Casey Parker, a 23-year-old UF first-year graduate student on the medical and veterinary entomology track, constructed a trap that could greatly reduce the mosquito population in Florida and around the world after winning a scholarship this month.
The black, pyramid-shaped device can be carried in one hand and hidden in any living space. Parker said it has ridges on the outside to increase surface area and a rough texture on the inside walls, which helps to attract mosquitoes looking to lay eggs.
Parker said two pesticides line the inside walls of the trap. One is targeted at adult mosquitoes, the other at immature mosquitoes. Water is also placed inside the trap because immature mosquitoes need water to develop.
The trap also includes a polymer that releases the pesticides over time. Parker said pesticides, especially spray pesticides like those used in the trap, tend to wear away quickly. This polymer gives the trap a shelf life of at least one year, Parker said.
This trap is specifically targeted at mosquitoes that carry chikungunya and dengue, she said. Both are viruses that can cause fever and other severe symptoms.

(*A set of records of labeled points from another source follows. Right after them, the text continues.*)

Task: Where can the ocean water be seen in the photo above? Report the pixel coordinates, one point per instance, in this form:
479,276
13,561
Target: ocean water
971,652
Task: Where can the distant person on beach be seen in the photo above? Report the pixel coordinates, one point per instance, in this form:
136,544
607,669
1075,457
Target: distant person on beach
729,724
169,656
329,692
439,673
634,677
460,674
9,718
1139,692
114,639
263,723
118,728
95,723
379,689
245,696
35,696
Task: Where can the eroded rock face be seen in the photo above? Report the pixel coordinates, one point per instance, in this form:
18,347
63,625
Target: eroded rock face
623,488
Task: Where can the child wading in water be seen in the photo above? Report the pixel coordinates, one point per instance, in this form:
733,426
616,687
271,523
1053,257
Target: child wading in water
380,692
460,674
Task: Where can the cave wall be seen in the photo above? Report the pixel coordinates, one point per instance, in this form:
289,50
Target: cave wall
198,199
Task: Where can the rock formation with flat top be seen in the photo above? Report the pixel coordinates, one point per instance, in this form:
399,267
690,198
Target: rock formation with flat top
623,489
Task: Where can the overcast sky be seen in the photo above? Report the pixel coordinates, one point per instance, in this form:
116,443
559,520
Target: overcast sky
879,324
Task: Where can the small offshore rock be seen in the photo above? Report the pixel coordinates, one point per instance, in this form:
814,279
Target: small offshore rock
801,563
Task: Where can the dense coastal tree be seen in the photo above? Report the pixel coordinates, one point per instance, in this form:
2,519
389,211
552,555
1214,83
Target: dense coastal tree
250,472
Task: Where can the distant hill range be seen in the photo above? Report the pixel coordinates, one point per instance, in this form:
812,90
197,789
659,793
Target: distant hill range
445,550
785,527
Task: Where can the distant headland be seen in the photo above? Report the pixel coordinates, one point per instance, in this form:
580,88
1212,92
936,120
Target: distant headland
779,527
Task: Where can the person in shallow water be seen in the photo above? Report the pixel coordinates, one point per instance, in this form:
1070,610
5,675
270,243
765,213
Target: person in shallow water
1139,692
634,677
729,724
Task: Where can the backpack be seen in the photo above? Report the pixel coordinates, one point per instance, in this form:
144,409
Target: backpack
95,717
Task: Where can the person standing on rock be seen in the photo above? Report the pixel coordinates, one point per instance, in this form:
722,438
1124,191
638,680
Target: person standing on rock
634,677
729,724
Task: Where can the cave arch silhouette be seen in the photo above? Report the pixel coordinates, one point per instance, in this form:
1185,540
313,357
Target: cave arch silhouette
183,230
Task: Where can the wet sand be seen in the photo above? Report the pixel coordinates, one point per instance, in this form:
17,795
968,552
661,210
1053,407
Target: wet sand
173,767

Parker said there was a 98 percent mortality rate in adult mosquitoes during tests.
She said she was inspired to create the trap in 2012 when her friend contracted dengue, also known as breakbone fever, in Miami. The disease isn’t common in the U.S.
“In the United States, we are really blessed to not have certain diseases,” Parker said.
Parker won first place and a $2,000 scholarship for her mosquito trap on March 13 at the ONE WORLD competition. It was organized by the UF College of Agricultural and Life Sciences Challenge 2050 Project and the Syngenta Good Growth Plan for students to share ideas and inventions on how to deal with the earth’s growing population.
Parker tested initial designs in Thessaloniki, Greece, with Alexandra Chaskopoulou, a research scientist for the USDA European Biological Control Laboratory, from May to September 2014. Parker said the mosquito that carries dengue and chikungunya is found on every continent except Antarctica, so it was important to make the trap suitable for a global market.
She said it has commercial potential, and she is now pursuing Environmental Protection Agency registration.
“It’s something that you’ll be able to purchase at Wal-Mart or Lowe’s,” she said. “The formulation is not expensive to make.”
Chaskopoulou said she thinks the trap could one day be included in Florida’s $2.66 million proposed budget for mosquito control.
“There’s not one solution that will get rid of the problem, so we try to integrate all of the tools we have to get the best results,” she said. “We want to have an integrated approach.”
Parker said her goal is to make the trap as low-cost as possible and bring it to areas such as South and Central America where it’s common to contract dengue and chikungunya from mosquitoes.
“This is also scary for the United States because we are just north of them,” Parker said. “If this mosquito is there, all it takes is the disease coming over.”
[A version of this story ran on page 5 on 3/30/2015 under the headline “UF grad student’s mosquito trap wins contest, scholarship”]
Casey Parker pours liquid into a container to trap mosquitoes. Parker, a 23-year-old UF master's student, created the device to reduce the mosquito population and stop the spread of diseases.